Diskussion zur Doku "Geheimsache Doping: Schuldig" Reaktionen zur ARD-Doku "Geheimsache Doping: Schuldig"

Stand: 18.07.2021 13:28 Uhr

Die Sportwelt ist geschockt von den Recherchen in "Geheimsache Doping: Schuldig" und sehen akuten Handlungsbedarf beim Anti-Doping-System. Das zeigt die ARD-Diskussionsrunde zum Thema.

Von Jörg Winterfeldt

Eine kurze Berührung durch einen anderen Menschen kann einem ehrlichen Sportler eine positive Dopingprobe bescheren, weil er dabei mit lediglich einem Tropfen Dopingsubstanz sabotiert werden kann.
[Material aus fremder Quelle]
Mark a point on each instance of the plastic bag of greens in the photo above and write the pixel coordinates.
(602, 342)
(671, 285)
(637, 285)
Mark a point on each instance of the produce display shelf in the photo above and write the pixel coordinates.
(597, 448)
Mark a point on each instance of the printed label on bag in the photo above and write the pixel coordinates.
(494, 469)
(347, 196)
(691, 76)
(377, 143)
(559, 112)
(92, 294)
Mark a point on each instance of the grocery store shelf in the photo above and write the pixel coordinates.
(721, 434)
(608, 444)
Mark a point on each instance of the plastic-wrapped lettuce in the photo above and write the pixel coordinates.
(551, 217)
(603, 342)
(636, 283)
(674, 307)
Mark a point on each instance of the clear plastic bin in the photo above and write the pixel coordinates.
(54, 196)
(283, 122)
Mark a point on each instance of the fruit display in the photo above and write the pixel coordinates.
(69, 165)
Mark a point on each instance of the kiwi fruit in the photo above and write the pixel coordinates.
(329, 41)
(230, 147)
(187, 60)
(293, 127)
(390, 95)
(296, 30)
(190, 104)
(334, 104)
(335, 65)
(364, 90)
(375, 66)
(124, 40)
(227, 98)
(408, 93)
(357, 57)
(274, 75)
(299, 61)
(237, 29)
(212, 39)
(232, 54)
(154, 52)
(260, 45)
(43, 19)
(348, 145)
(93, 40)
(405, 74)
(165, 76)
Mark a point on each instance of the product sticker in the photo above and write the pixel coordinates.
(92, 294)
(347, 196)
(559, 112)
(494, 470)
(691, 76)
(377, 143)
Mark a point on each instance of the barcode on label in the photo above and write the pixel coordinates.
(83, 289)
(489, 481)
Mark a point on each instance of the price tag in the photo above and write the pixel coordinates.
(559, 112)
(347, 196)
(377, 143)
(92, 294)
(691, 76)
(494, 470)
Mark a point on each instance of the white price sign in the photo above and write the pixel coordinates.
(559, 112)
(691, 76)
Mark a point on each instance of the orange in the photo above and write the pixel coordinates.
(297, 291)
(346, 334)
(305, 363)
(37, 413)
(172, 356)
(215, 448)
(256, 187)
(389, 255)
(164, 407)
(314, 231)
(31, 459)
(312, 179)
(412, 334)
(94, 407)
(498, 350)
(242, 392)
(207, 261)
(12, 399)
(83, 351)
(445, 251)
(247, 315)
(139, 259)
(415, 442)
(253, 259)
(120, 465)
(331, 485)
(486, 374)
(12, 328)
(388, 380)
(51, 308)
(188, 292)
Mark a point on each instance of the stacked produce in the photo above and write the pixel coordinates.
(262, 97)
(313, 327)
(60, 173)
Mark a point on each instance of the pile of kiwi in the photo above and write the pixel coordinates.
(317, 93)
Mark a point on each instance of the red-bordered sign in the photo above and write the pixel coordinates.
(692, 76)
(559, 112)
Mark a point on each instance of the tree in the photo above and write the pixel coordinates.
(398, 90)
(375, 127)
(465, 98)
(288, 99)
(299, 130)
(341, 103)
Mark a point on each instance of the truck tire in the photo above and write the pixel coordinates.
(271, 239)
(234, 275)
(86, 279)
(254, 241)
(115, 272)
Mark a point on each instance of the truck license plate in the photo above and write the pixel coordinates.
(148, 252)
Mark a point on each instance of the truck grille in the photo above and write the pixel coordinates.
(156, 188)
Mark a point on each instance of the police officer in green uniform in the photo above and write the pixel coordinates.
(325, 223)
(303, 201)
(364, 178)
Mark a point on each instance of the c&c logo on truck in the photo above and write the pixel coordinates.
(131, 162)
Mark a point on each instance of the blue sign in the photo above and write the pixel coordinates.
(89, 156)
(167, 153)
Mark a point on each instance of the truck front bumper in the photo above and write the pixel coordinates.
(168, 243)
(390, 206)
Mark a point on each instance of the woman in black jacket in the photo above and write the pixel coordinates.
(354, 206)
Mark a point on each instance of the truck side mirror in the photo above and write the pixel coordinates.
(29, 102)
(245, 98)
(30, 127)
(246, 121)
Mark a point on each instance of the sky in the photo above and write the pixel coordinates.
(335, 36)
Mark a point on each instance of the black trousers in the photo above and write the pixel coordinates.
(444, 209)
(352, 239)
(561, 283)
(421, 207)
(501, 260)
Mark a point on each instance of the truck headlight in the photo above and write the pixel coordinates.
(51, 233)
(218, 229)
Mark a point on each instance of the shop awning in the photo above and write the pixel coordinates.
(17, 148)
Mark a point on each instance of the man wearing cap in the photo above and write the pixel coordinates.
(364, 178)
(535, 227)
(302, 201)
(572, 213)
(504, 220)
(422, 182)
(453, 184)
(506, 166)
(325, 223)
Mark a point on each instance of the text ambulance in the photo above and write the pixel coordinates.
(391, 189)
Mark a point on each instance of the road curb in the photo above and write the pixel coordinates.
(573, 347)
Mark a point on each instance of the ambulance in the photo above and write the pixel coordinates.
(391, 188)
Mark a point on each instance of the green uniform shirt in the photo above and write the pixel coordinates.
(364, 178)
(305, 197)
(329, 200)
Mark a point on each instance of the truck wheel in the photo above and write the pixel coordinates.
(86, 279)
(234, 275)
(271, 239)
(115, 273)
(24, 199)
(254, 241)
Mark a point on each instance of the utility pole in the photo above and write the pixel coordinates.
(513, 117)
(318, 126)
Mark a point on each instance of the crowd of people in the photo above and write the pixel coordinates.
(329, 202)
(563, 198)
Diese Erkenntnis aus dem neuen Film der Reihe Geheimsache Doping „Schuldig – wie Sportler ungewollt zu Dopern werden können“ versetzt großen Teilen des Spitzensports einen Schock.

Die in der Dokumentation gezeigten Erkenntnisse lösen Zweifel ausgerechnet am Kern des bisherigen Anti-Doping-Systems aus: der Beweislastumkehr. Im Sport muss ein Athlet nach einer positiven Dopingprobe aktiv seine Unschuld beweisen können, will er nicht gesperrt werden. Doch wie soll er das, wenn es so leicht ist, dopingpositiv zu werden? „Es ist unglaublich. Es hat mich unglaublich aufgewühlt“, sagte die frühere Weltklasse-Speerwerferin Christina Obergföll in der ARD, „Ich denke, es wird ein Stück weit ein Erdbeben auslösen. Da muss sich auf jeden Fall irgendwas verändern.“

Die am Samstagabend in der ARD ausgestrahlte Dokumentation sorgt unmittelbar vor Beginn der Olympischen Spiele in Tokio für ein breites Medienecho – national wie international. „Was wie eine schlechte Nachricht klingt, sollte Anlass sein, das ganze System zu überdenken“, schloss die Süddeutsche Zeitung aus dem Film. „Das Potenzial, unschuldige Athleten, deren Leben ruiniert werden kann, bei der Verfolgung von tatsächlichen Dopern zu erwischen, ist derzeit das schlimmste Problem des Sports“, folgert der australische Fernsehsender ABC.

In der auf den Film folgenden Diskussionsrunde in der ARD sahen sowohl der Vizepräsident des Deutschen Handball-Bundes, Bob Hanning, wie auch der Geschäftsführer der Interessenvertretung der Sportler „Athleten Deutschland“, Johannes Herber, nun die Welt-Anti-Doping-Agentur (WADA) unter Zugzwang. Sie müsse, so Hanning, nun „Antworten auf diese Themen“ finden. Hanning fand die Ergebnisse der Dokumentation „schon wirklich spektakulär. Das zeigt, dass wir gerade, was den Kampf gegen das Doping angeht, uns immer weiter verbessern und gucken müssen, wie wir einer solchen Situation auch Herr werden können“.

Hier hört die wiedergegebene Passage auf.